Porque el tiempo se había detenido esa noche, esa noche en la que ella salió de la limusina pegando un portazo y él quedó un poco más atrás, como indeciso si seguirla. Ella caminó hasta la portería y en la entrada se detuvo a encender un cigarrillo. Quería tranquilizarse, no podía seguir discutiendo, eso solo empeoraría la situación. De repente, escuchó los disparos, uno tras otro, hasta contar cinco. Tardó en reaccionar, en darse cuenta que los disparos eran allí, en la entrada de su casa. Cuando salió logró ver al desconocido que soltaba la pistola mecánicamente y que era maniatado por el portero. Le temblaban las piernas.
John había caído frente a la entrada del estacionamiento. Lo vio en el piso, su sangre empapaba el abrigo y comenzaba a regarse por la acera. Sintió que los brazos se le habían desmayado, trató de de gritar y no le salía la voz. Miró a todas partes, no sabía qué hacer, cómo pedir ayuda. Oyó los gritos de terror de los fanáticos que siempre estaban afuera, los gritos del portero dando instrucciones, el eco de los pasos de la gente en la calle, que llegaba corriendo a ver qué era lo que había pasado. Cuando al fin logró que sus piernas respondieran, fue a arrodillarse a su lado, le tomó la cabeza y le quitó los lentes, le pasó la mano por la cara suavemente y trató de acomodarlo en su regazo. Él trataba de hablar, pero ella le puso un dedo en los labios, le quitó los lentes llenos de sangre y le acarició la cara, repasando sus facciones con el dedo, su nariz grande, su piel blanca y transparente, sus labios pálidos.

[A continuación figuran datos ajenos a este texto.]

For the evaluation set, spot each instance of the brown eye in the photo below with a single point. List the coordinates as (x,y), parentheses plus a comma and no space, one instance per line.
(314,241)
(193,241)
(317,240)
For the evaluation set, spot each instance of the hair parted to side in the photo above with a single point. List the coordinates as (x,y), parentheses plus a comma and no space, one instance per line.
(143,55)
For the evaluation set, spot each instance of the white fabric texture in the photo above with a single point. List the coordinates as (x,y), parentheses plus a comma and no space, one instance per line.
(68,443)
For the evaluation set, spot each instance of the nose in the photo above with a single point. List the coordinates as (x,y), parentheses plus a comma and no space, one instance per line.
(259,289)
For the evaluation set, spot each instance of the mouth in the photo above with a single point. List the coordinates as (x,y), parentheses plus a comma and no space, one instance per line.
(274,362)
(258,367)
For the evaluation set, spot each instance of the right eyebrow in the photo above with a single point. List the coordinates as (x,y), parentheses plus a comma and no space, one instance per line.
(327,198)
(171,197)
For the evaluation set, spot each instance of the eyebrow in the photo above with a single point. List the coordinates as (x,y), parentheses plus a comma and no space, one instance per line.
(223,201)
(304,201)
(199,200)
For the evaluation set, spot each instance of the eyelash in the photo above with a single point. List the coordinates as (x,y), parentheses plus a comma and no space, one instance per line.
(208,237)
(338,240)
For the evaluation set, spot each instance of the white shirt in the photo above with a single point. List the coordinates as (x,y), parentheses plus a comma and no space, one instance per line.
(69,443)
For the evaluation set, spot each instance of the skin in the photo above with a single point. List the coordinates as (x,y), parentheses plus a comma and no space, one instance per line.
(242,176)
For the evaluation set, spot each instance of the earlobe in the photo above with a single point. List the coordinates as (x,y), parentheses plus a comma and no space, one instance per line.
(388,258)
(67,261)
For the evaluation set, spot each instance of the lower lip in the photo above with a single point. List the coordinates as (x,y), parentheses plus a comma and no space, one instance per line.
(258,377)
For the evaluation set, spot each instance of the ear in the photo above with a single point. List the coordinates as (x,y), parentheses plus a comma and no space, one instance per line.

En ese momento llegó la policía y dos hombres lo alzaron en peso para llevarlo al hospital. La gente lloraba, alguien la zarandeaba para que reaccionara, pero ella seguía así, impávida, sin moverse de la acera, con las manos heladas llenas de sangre.
So let me tell you, again and again and again
I love you, now and for ever
Lo último que recuerda es a una muchacha que lloraba y gritaba “I love you John”, el mismo grito que a ella se le quedó congelado en la garganta y que desde entonces deja salir en forma de humo todas las mañanas, frente al portal de ese viejo edificio Dakota en la calle 72, en Nueva York.